Auch für unterschiedliche Altersgruppen lässt sich die Aufgabe anpassen. Kleine Kinder sortieren Farben und Größen. Größere Kinder planen Motive oder gestalten eigene Tiere. Erwachsene übernehmen bei Bedarf das Schneiden, den Heißkleber und die abschließende Befestigung.

Zielgruppen im Blick

Perspektive für 20–40 Jahre

Für jüngere Familien ist das DIY eine unkomplizierte Wochenendidee. Der Spaziergang bringt Bewegung, das Basteln schafft eine gemeinsame Pause vom Alltag. Das Ergebnis passt als persönliche Herbstdeko ins Wohnzimmer und lässt sich ohne große Vorbereitung umsetzen.

Perspektive für 40–60 Jahre

Für diese Altersgruppe kann das Projekt ein Anlass sein, mit Kindern oder Enkeln Zeit draußen zu verbringen. Die Materialien bleiben überschaubar. Gleichzeitig entsteht ein Erinnerungsstück, das einen bestimmten Ausflug und eine gemeinsame Jahreszeit festhält.

Perspektive ab 60

Das Basteln lässt sich gut an einem Tisch und im eigenen Tempo umsetzen. Das Sammeln kann mit einem ruhigen Spaziergang verbunden werden. Besonders schön ist die Möglichkeit, Erfahrungen über Pflanzen, frühere Ausflüge und Familiengeschichten weiterzugeben.

 

Häufige Fragen

Welche Naturmaterialien eignen sich für ein Herbstbild?

Geeignet sind trockene Blätter in unterschiedlichen Farben und Größen, Bucheckern, leere Bucheckernhüllen, kleine Zweige, trockenes Moos, Zapfen, Samenstände, Gräser und kleine Rindenstücke. Wichtig ist, möglichst nur bereits lose Materialien vom Boden zu nehmen. So bleibt der Eingriff in die Natur gering und die Sammlung überschaubar.

Wie werden Blätter für das Basteln haltbar gemacht?

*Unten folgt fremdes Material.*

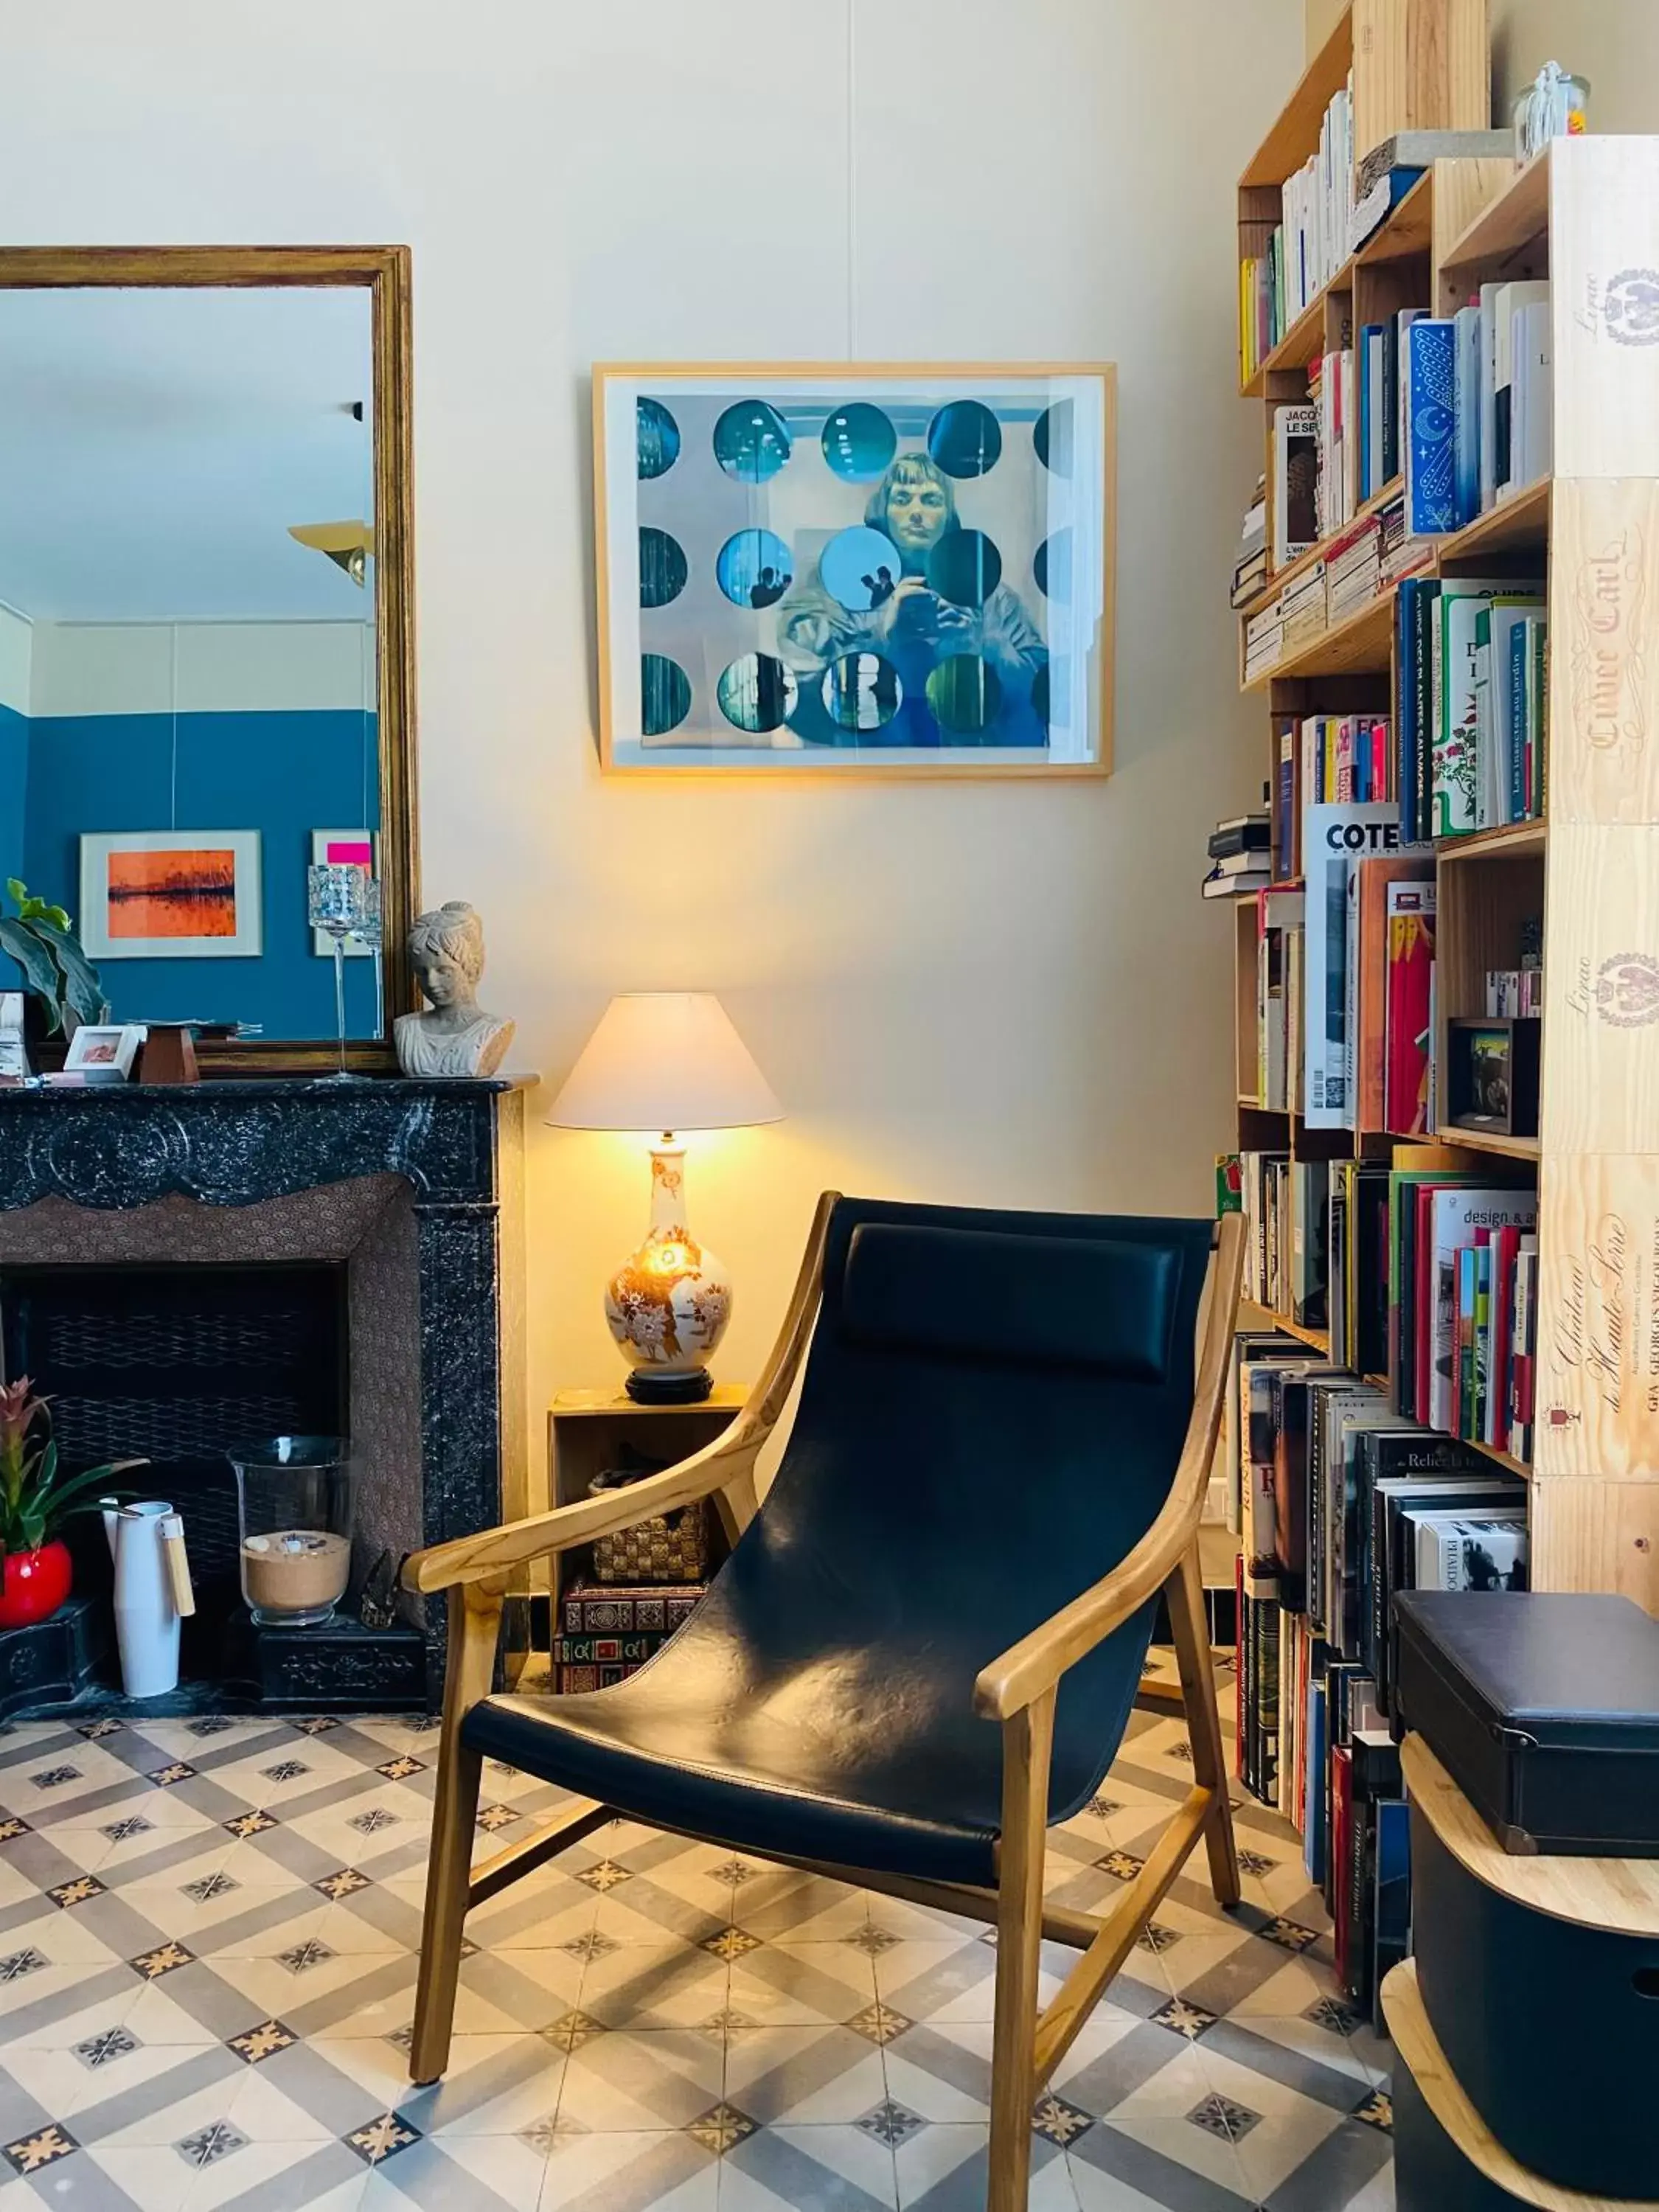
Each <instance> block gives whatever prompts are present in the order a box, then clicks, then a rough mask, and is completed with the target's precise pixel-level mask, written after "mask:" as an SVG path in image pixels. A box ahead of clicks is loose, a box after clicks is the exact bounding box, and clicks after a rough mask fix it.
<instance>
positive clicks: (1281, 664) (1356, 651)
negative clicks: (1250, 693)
mask: <svg viewBox="0 0 1659 2212" xmlns="http://www.w3.org/2000/svg"><path fill="white" fill-rule="evenodd" d="M1391 657H1394V586H1389V588H1387V591H1380V593H1378V595H1376V599H1367V604H1365V606H1360V608H1356V611H1354V613H1352V615H1347V617H1345V619H1343V622H1336V624H1332V626H1329V628H1327V630H1321V633H1318V637H1310V639H1307V641H1305V644H1303V646H1298V648H1296V650H1294V653H1283V655H1281V657H1279V659H1276V661H1274V664H1272V668H1263V670H1261V675H1259V677H1250V681H1248V684H1243V686H1241V690H1245V692H1259V690H1265V688H1267V684H1272V681H1274V677H1279V679H1283V677H1343V675H1387V672H1389V661H1391Z"/></svg>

Frische Blätter legt man zwischen Küchenpapier oder Zeitung und presst sie anschließend zwischen schweren Büchern. Nach etwa zwei bis vier Tagen sind sie flacher und trockener. Moos sollte locker auf Küchenpapier liegen und ein bis zwei Tage trocknen. Feuchte Materialien gehören nicht direkt auf die Leinwand.

Welcher Kleber eignet sich für ein 3D-Herbstbild?

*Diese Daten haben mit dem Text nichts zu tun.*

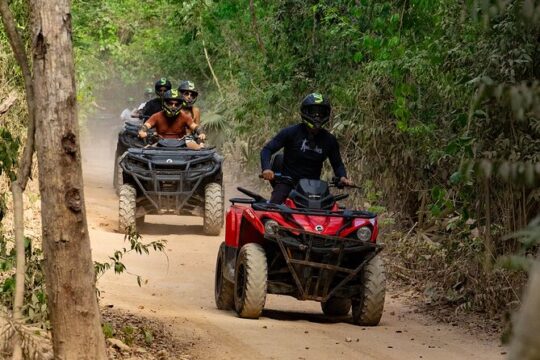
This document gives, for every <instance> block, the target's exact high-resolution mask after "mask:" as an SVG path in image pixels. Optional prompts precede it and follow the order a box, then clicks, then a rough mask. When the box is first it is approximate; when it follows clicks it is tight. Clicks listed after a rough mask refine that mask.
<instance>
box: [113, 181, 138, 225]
mask: <svg viewBox="0 0 540 360" xmlns="http://www.w3.org/2000/svg"><path fill="white" fill-rule="evenodd" d="M119 189H120V190H119V196H120V199H119V208H118V230H119V231H120V232H128V229H129V228H131V229H132V230H133V231H135V230H136V219H135V210H136V209H137V202H136V200H137V191H136V190H135V188H134V187H133V186H131V185H129V184H122V185H120V188H119Z"/></svg>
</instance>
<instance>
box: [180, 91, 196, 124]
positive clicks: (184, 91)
mask: <svg viewBox="0 0 540 360" xmlns="http://www.w3.org/2000/svg"><path fill="white" fill-rule="evenodd" d="M178 91H179V92H180V94H181V95H182V98H183V99H184V102H185V104H186V106H185V109H186V110H188V111H189V112H191V116H193V120H194V121H195V124H197V125H199V124H200V123H201V111H200V109H199V108H198V107H197V106H193V104H195V101H197V96H199V92H198V91H197V89H196V88H195V84H194V83H193V82H192V81H189V80H183V81H182V82H180V85H179V86H178Z"/></svg>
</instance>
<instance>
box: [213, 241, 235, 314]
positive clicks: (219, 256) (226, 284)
mask: <svg viewBox="0 0 540 360" xmlns="http://www.w3.org/2000/svg"><path fill="white" fill-rule="evenodd" d="M225 267H226V258H225V243H224V242H222V243H221V245H220V247H219V252H218V257H217V260H216V277H215V282H214V295H215V299H216V306H217V308H218V309H219V310H231V309H232V308H233V307H234V284H233V283H232V282H230V281H229V280H227V279H226V278H225V276H224V275H223V272H224V271H225Z"/></svg>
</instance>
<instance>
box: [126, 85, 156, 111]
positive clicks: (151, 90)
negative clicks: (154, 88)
mask: <svg viewBox="0 0 540 360" xmlns="http://www.w3.org/2000/svg"><path fill="white" fill-rule="evenodd" d="M153 96H154V90H153V89H152V88H146V89H144V102H142V103H140V105H139V106H138V107H137V109H135V110H133V112H132V113H131V117H134V118H139V117H141V114H142V110H143V109H144V106H145V105H146V103H147V102H148V101H150V100H152V97H153Z"/></svg>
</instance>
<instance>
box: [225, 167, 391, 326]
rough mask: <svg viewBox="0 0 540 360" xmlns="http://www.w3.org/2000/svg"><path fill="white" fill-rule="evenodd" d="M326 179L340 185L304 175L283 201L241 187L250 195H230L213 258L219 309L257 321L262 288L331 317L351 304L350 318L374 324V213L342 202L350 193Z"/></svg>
mask: <svg viewBox="0 0 540 360" xmlns="http://www.w3.org/2000/svg"><path fill="white" fill-rule="evenodd" d="M283 179H285V178H284V177H281V180H283ZM278 180H279V179H278ZM329 185H330V186H336V185H338V184H337V183H336V182H335V181H334V182H332V183H331V184H328V183H327V182H325V181H320V180H307V179H302V180H300V181H299V183H298V184H297V185H296V187H295V189H294V190H292V191H291V193H290V194H289V197H288V199H287V200H286V201H285V203H284V204H283V205H276V204H271V203H268V202H267V201H266V199H264V198H263V197H262V196H260V195H258V194H256V193H253V192H251V191H249V190H246V189H243V188H240V187H239V188H238V190H239V191H240V192H242V193H244V194H246V195H247V196H249V198H233V199H231V200H230V201H231V203H232V205H231V207H230V209H229V210H228V212H227V216H226V228H225V242H223V243H221V246H220V248H219V253H218V256H217V262H216V278H215V299H216V305H217V308H218V309H221V310H229V309H232V308H234V309H235V310H236V312H237V313H238V315H239V316H240V317H242V318H253V319H257V318H258V317H259V316H260V315H261V313H262V310H263V308H264V304H265V301H266V294H280V295H290V296H294V297H295V298H297V299H298V300H315V301H319V302H320V303H321V308H322V311H323V313H324V314H325V315H328V316H345V315H347V314H348V313H349V311H350V310H351V307H352V321H353V323H354V324H358V325H368V326H370V325H371V326H374V325H377V324H378V323H379V321H380V319H381V316H382V312H383V306H384V296H385V282H386V279H385V272H384V267H383V262H382V260H381V257H380V256H379V255H378V254H379V252H380V251H381V250H382V245H380V244H377V235H378V225H377V216H376V215H375V214H373V213H370V212H367V211H358V210H346V209H344V208H342V207H340V206H339V205H338V204H337V201H338V200H341V199H344V198H346V197H347V196H348V195H347V194H339V195H332V194H330V192H329Z"/></svg>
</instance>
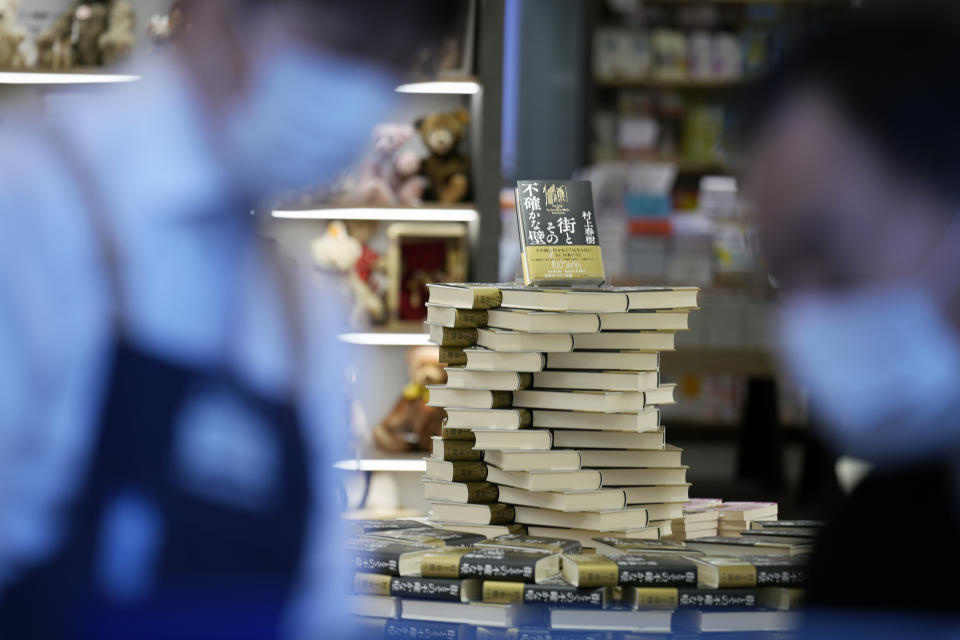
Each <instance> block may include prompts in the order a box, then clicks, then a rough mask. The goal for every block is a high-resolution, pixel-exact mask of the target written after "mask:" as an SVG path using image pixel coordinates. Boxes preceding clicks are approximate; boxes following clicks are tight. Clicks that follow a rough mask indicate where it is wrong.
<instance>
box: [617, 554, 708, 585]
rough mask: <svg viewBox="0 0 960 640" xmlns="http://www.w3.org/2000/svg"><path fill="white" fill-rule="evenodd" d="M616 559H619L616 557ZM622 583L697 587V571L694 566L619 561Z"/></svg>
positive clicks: (629, 584) (619, 568)
mask: <svg viewBox="0 0 960 640" xmlns="http://www.w3.org/2000/svg"><path fill="white" fill-rule="evenodd" d="M614 560H617V559H616V558H614ZM617 570H618V572H619V579H620V584H621V585H629V586H635V587H647V586H649V587H696V586H697V571H696V569H694V568H676V567H655V566H654V567H651V566H646V567H635V566H631V565H630V564H629V563H624V562H621V561H617Z"/></svg>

Für leichte Blätter reicht meist normaler Bastelkleber. Schwerere Zweige, Bucheckern und Moos halten besser mit starkem Bastelkleber oder Heißkleber. Eine Heißklebepistole sollte ausschließlich von Erwachsenen benutzt werden. Punktuelles Kleben verhindert, dass sich Blätter durch zu viel Feuchtigkeit wellen.

Wie lange muss ein fertiges Herbstbild trocknen?

Das fertige Bild sollte mindestens 24 Stunden flach liegen. Erst danach wird es aufgestellt oder aufgehängt. Für eine längere Haltbarkeit helfen ein trockener Raum, Abstand zu Heizungen und der Schutz vor starker direkter Sonne. Die Naturmaterialien dürfen sich mit der Zeit trotzdem farblich verändern.